鉄の彫刻家、吉田正純の手仕事、彫刻や展覧会の紹介、万善寺住職活動など、さまざまな日常を公開します。

ミラノ座 

2014/12/22
Mon. 10:51

石見銀山もやっと本格的に雪が降り始めてきた。
島根に住んでいると例年この時期にドカッと雪が降って、それが根雪になるかならないかで暖冬かどうかが決まるようなところもあったが、今年は寒波到来が早かったのでシーズンの変わり目で躓いた感じになってしまった。
冬になると路面の凍結や冬道になれないドライバーのノロノロ運転で通勤の足が乱れる。
毎年のことでわかっていることなのに相変わらずキーポンはノンビリと朝の仕度をしているものだから遅刻を避けられないことになってしまう。
自分の都合で遅くなっているのを棚に上げて、ドライバーの私が責められる。なにかおかしなことだ。
今朝もあわただしく落ち着かないまま近道にならないような横道にそれたり、赤信号にイライラしたり大騒ぎの通学になった。
グッタリ疲れて帰宅すると、自宅前の彫刻の植栽がリニューアルされていることに気がついた。ワイフの気遣いがうれしい。棘っぽい気持ちが一気に和んだ。

今年最後になる法事をつとめてなんとなく気が抜けた。
あとは万善寺の年末年始の作務が忙しくなる。寺ではデスクワークの環境が整備されていないので、寺関係の各種印刷物や年賀状作成はすべて石見銀山の自宅で終わらせておかなければいけない。これから一週間はほとんど書斎にこもりっきりになることだろう。
だからと云うわけでもないが、気持ちの切り替えもしたいし、ミラノ座閉館の情報も飛び込んだりしたので、法事から帰ったあと、思いきって映画三昧の日曜日を過ごした。

まさかあのミラノ座が閉館になるとは思ってもいなかった。
新宿ではピカデリーやミラノ座がいちばん大きな映画館だったと思う。
歌舞伎町のコマ劇場から続く映画館街は映画好きの私にとって忘れられない場所のひとつだった。その中でもミラノ座はハリウッドの大作を中心に上映されて当時は大入り続きの人気があった。
一番館だからチケットが高くて貧乏学生の私にはほとんど縁のない映画館だった。それでもジョーズは封切りロードショーの時にそこで観たような覚えがあるが記憶違いだったかなぁ・・・
それと、島根の採用が決まって今のワイフと結婚する意思もかためて、もう東京で暮すことは無いだろうとふんぎりをつけた頃にたしかミラノ座でE.Tを観たように思うがこれも定かではない。
いずれにしてもまだ若かった私にとって、ミラノ座のロビーホールや観客席のシートはあまりにも豪華で贅沢すぎてかえって落ち着かなかったことだけは良く覚えている。

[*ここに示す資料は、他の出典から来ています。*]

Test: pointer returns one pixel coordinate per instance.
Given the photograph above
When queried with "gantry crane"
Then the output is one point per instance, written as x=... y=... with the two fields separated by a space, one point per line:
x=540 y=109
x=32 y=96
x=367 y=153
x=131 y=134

あの頃はどちらかというと、その向かって右隣にあるミラノ名画座へ入り浸っていた。入れ換えなしの1日250円は実に魅力的だった。
バイト時間の関係で最終上演しか観ることの出来なかった時に、一週間通い詰めて連日6日間見続けた映画がマックスのジーン・ハックマンとライア(オ)ンのアル・パチーノのスケアクロウだった。荒涼としたアメリカの草原とその真ん中を走る1本道でヒッチハイクをする二人の出会いのシーンから始まるその映画は、なんとも不確かで不確実な目標も目的も定まらない曖昧なまま暮し続けていた当時の私の心情がシンクロしてなんともやるせない気持ちを代弁してくれているようで、かえってそれが自分の気持ちのつかえをとってくれて、何ともいえない心地よさを感じたりしたものだ。思いっきり涙を流して泣いたあとのスッキリ感を教えてくれる数少ない映画の一つだった。

テアトル東京が無くなる時は、2001年宇宙の旅をスクリーン中央の前から5列目辺りに座って見納めした。
左右が湾曲した曲面のスクリーンに自分が入り込んで、あの黒色板と一緒に宇宙を浮遊しているように錯覚したことは今でも覚えている。
ミラノ座にはボーリング場もあった。最後を観ることが出来ないままになった。残念なことだ。